In South Africa, tamarind has one main use: adding tartness to dishes that are inherently sweet. I use it in most curry dishes, and even in sweet-and-sour sosatie marinades.
Turmeric (Curcuma longa) is the product of a dried, ground, fleshy root which belongs to the ginger family (Zingiberaceae) which hails from Southern and South-Eastern Asia. It is prized for its brilliant yellow colour, much like saffron, although turmeric is not nearly as expensive. Apart from its numerous culinary uses, it is widely used in traditional Indian medicine or Siddha. Interestingly, its use as a colouring agent is not of primary importance in Indian cuisine but rather its “woodsy” flavor and scent. It is almost invariably one of the main components of curry mixes. Use it to brighten rice pilafs, curries, corn dishes, pickles, and relishes.
In South Africa, turmeric is mainly prized as a potent colouring agent, not just in Indian and Indo-Chinese cuisine, but even in dishes with European roots like Paella.
Vanilla (Vanilla Planifolia) was used by the Aztecs to flavour their cacao-based drink xocoatl (chocolate). Montezuma, the Aztec emperor of Mexico, is said to have served it to the Spanish conquistador Hernán Cortés in 1520. Cortés then introduced cacao and vanilla beans to Europe. The vanilla bean is the fruit of an orchid. The vanilla orchid is one of only two orchids that produces something edible, the other being cardamom. Interestingly, fresh green vanilla beans have no taste or aroma. They must undergo an extensive curing process that results in the release of vanillin with its distinct aroma and flavour. Then they are left to mature for about three months in closed containers to develop their full aroma.

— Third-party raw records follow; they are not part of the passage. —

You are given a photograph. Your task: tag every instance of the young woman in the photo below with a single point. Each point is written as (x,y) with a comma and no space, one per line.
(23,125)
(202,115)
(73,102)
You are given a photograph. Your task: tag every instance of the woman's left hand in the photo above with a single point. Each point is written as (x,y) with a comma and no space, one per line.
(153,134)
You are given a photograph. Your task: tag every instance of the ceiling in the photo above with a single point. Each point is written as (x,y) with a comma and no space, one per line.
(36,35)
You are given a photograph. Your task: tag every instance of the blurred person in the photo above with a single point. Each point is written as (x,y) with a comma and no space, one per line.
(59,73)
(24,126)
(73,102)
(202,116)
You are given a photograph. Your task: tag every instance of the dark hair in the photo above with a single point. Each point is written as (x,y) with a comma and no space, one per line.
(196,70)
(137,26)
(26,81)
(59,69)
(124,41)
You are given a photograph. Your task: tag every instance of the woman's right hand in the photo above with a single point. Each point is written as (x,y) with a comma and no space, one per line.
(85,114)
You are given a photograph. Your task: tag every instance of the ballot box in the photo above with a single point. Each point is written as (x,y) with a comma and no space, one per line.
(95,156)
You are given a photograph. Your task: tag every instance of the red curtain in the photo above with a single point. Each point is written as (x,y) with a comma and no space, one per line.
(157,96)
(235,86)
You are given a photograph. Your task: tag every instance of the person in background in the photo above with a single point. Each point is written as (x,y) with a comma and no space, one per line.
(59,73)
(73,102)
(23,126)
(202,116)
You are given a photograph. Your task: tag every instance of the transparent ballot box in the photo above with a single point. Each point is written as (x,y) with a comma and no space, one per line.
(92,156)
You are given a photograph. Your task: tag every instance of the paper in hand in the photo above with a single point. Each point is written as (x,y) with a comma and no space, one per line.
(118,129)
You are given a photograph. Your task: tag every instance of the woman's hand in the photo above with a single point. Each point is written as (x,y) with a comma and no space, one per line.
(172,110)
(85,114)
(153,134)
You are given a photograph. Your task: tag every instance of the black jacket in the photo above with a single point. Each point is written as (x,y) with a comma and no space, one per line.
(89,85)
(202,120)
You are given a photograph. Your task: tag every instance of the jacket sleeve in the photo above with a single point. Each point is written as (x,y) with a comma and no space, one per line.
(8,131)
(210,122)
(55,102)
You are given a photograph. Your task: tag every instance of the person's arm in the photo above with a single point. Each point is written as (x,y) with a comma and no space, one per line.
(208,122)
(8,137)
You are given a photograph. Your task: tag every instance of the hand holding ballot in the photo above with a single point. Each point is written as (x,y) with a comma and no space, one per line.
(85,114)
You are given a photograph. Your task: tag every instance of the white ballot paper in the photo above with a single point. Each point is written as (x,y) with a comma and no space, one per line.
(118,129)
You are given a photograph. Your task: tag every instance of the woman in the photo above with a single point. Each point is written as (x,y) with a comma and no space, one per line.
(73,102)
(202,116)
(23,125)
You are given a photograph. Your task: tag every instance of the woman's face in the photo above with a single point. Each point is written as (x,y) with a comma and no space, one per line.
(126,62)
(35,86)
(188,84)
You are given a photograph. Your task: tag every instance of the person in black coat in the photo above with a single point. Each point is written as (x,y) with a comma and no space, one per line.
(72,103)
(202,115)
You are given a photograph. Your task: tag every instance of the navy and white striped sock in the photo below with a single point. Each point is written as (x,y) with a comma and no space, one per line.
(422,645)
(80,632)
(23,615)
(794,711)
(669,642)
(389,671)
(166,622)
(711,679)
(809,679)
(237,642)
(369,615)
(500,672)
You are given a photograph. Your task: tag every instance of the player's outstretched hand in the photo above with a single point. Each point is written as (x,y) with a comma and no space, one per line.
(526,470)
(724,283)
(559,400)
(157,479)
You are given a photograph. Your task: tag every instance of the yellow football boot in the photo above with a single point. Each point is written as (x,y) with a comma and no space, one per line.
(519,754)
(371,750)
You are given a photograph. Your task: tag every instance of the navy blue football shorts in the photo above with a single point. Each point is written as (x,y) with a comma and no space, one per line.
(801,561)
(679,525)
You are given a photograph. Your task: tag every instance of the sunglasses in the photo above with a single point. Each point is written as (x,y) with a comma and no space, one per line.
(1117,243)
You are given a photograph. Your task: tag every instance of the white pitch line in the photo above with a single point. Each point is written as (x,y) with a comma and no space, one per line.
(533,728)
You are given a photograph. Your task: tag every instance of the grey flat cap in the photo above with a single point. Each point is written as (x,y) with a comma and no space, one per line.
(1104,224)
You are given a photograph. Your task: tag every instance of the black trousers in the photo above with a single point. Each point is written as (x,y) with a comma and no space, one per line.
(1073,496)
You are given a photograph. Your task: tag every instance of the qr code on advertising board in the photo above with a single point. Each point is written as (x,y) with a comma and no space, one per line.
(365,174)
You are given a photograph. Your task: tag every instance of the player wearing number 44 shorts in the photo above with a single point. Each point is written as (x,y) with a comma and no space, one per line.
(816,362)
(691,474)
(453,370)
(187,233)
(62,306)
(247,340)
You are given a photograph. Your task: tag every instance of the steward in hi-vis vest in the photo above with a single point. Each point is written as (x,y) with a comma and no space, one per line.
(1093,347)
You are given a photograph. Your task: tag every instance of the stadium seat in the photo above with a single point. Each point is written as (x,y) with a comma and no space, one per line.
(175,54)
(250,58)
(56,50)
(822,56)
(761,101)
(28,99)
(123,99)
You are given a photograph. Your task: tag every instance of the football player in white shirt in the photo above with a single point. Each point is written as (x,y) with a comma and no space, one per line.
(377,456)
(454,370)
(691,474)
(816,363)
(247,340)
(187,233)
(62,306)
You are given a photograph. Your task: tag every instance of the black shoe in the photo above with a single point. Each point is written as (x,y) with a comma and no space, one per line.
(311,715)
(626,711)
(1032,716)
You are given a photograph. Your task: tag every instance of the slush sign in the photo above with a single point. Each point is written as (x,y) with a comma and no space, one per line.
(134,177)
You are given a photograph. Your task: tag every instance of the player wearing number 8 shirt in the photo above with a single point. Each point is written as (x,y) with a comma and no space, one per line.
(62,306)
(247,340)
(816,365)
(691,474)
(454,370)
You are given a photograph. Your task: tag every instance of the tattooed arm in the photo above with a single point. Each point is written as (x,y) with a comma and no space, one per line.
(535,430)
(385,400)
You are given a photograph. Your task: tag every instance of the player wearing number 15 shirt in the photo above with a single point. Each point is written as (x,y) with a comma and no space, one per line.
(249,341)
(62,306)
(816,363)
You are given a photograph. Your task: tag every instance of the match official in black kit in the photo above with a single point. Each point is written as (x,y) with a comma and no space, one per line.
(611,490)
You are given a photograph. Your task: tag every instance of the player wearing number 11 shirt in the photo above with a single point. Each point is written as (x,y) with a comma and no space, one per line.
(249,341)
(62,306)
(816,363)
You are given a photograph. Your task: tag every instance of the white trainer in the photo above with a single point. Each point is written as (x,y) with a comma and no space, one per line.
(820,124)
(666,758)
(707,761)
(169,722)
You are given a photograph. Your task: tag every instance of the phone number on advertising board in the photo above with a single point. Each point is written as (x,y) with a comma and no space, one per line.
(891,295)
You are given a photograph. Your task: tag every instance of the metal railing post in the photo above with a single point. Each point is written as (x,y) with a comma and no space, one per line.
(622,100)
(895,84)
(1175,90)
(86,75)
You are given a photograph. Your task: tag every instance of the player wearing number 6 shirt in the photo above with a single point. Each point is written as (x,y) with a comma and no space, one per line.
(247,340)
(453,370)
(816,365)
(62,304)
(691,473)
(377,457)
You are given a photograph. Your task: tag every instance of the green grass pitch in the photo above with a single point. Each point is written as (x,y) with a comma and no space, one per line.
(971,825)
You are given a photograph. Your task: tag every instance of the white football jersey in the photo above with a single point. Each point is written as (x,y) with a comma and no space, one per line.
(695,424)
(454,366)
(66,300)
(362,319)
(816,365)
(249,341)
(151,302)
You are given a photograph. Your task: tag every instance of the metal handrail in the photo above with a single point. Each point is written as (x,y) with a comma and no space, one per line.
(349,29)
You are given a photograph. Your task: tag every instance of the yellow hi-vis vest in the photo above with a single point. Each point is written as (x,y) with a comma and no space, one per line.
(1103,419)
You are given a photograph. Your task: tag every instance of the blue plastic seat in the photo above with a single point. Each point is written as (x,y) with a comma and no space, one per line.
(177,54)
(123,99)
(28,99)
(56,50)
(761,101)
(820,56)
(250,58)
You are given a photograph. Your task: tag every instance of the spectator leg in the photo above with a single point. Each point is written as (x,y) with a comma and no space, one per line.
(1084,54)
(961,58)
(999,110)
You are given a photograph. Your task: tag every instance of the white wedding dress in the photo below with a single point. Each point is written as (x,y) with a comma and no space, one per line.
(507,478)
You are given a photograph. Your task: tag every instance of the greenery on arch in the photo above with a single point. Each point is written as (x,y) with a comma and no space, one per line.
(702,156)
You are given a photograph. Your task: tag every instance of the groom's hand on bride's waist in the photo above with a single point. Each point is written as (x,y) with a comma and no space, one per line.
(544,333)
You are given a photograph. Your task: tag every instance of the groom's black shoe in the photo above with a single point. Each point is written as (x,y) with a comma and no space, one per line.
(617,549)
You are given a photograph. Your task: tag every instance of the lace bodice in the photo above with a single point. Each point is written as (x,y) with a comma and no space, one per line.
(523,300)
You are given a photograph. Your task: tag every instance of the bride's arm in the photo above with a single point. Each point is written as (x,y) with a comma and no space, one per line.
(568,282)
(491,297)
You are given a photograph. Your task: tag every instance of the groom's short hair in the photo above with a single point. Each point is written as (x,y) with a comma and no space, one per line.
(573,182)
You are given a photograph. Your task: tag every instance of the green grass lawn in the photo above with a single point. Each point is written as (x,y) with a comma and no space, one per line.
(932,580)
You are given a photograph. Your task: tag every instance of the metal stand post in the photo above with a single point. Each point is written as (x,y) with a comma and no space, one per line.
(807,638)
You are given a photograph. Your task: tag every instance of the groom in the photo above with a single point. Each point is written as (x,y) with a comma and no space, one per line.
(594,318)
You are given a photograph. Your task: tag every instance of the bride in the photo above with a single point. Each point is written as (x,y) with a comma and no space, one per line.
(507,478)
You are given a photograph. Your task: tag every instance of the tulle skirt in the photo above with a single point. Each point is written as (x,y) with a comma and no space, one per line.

Vanilla is about much more than merely chocolate. It can be used to great effect in both sweet and savoury dishes; it flavours cake, custard, ice cream, crème bruleé, chicken with balsamic vinegar, vinaigrette, and kedgerees. Vanilla is marketed in three guises: dried pods (first prize), vanilla extract (cheaper and less PT) and vanilla essence (the ugly duckling).
I hope this - admittedly abbreviated – piece has added to your knowledge of spices, and spurred you on to experiment with them!